Abstract:Understanding community structure has played an essential role in explaining network evolution, as nodes join communities which connect further to form large-scale complex networks. In real-world networks, nodes are often organized into communities based on ethnicity, gender, race, or wealth, leading to structural biases and inequalities. Community detection (CD) methods use network structure and nodes' attributes to identify communities, and can produce biased outcomes if they fail to account for structural inequalities, especially affecting minority groups. In this work, we propose group fairness metrics ($\Phi^{F*}_{p}$) to evaluate CD methods from a fairness perspective. We also conduct a comparative analysis of existing CD methods, focusing on the performance-fairness trade-off, to determine whether certain methods favor specific types of communities based on their size, density, or conductance. Our findings reveal that the trade-off varies significantly across methods, with no specific type of method consistently outperforming others. The proposed metrics and insights will help develop and evaluate fair and high performing CD methods.
What problem does this paper attempt to address?

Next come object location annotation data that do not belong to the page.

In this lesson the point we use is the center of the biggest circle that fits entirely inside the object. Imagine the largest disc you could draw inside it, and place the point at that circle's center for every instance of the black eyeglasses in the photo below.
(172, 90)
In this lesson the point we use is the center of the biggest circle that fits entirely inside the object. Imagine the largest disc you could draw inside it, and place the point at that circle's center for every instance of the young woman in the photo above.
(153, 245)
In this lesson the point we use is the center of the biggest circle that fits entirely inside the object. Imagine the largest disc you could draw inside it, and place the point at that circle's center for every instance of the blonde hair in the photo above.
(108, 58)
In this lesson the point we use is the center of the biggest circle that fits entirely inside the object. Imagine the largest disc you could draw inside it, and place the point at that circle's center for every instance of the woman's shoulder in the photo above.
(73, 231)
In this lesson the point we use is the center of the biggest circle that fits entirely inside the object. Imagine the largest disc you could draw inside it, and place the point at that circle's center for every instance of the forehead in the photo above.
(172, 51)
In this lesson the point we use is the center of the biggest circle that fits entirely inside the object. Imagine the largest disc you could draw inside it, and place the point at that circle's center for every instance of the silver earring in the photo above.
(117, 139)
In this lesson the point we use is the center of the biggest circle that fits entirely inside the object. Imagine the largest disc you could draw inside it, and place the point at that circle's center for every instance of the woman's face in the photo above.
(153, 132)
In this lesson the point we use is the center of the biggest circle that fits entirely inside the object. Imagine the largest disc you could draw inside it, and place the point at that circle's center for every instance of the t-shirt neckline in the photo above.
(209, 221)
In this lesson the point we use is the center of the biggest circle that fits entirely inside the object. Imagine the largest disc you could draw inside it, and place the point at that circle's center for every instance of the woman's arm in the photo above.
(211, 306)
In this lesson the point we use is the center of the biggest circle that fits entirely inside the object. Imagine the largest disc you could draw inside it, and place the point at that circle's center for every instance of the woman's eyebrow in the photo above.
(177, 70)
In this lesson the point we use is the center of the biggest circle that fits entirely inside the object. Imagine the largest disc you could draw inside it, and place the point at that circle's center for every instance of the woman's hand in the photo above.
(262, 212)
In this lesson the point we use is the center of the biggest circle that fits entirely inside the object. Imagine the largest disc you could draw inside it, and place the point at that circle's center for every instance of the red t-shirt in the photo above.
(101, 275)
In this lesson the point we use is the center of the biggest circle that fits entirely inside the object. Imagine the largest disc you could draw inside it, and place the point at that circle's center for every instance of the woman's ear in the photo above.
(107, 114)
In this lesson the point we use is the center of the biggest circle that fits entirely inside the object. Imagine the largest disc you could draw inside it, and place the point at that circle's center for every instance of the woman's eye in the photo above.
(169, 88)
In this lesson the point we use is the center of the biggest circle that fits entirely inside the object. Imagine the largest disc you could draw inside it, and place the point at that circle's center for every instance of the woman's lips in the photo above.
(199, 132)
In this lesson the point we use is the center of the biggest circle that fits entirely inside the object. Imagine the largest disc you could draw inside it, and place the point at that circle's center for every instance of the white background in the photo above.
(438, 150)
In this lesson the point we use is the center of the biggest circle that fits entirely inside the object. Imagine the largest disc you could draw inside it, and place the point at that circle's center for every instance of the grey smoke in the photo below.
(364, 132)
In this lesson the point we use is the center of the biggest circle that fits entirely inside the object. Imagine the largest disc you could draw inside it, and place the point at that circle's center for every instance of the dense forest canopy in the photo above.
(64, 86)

The problems that this paper attempts to solve are as follows: In social networks, existing Community Detection (CD) methods may lead to unfair results for minority groups because they fail to fully consider structural inequalities (such as community differences based on factors like race, gender, wealth, etc.). Specifically, the author proposes and studies the following problems:
1. **Evaluating the fairness of CD methods**: Are existing CD methods biased when identifying communities with different attributes (such as size, density, conductance)? In particular, are these methods more likely to identify large communities while ignoring small communities or minority groups?
2. **Trade - off between performance and fairness**: Are high - performing CD methods necessarily fair? Conversely, do fair CD methods sacrifice performance?
3. **Lack of fairness evaluation metrics**: Currently, there are no metrics specifically designed to evaluate the fairness of CD methods. Therefore, new measurement standards need to be developed to measure the fairness of CD methods in terms of different community attributes.
To solve these problems, the author proposes a new fairness measure - **Group Fairness Metrics (\(\Phi\))**, and uses this measure to conduct a comparative analysis of existing CD methods, exploring the trade - offs between performance and fairness of different methods.
### Fairness Metric Formula
To calculate the group fairness metric \(\Phi\), the author first defines several community - level fairness metrics, including:
- **Fraction of Correctly Classified Nodes (FCCN)**:
\[
\text{FCCN}(c_i, p_j)=\frac{|c_i\cap p_j|}{|c_i|}
\]
- **F1 - score**:
\[
\text{F1}(c_i, p_j)=\frac{2|c_i\cap p_j|}{|c_i|+|p_j|}
\]
- **Fraction of Correctly Classified Edges (FCCE)**:
\[
\text{FCCE}(c_i, p_j)=\frac{|E(c_i)\cap E(p_j)|}{|E(c_i)|}
\]
Then, by fitting a least - squares line to the linear relationship between these metrics and the normalized community attributes (such as size, density, conductance), the slope is calculated as the value of the fairness metric \(\Phi\):
\[
\Phi_{F^*}^p = \frac{2}{\pi}\arctan\left(\frac{\Delta y}{\Delta x}\right)
\]
where \(\Delta x\) and \(\Delta y\) represent the changes in the horizontal and vertical coordinates of the regression line respectively, and \(\Delta x = 1\) (due to normalization).
### Conclusions
Through experiments on LFR benchmark networks and real - world networks, the author finds that:
- There are significant trade - offs between performance and fairness for different types of CD methods.
- No method can ensure both high performance and high fairness in all cases.
- The proposed group fairness metric \(\Phi\) can effectively evaluate the fairness of CD methods and provides a reference for designing more fair CD algorithms.
This research fills the gap in fairness evaluation in the field of community detection and helps promote the development of more fair social network analysis methods.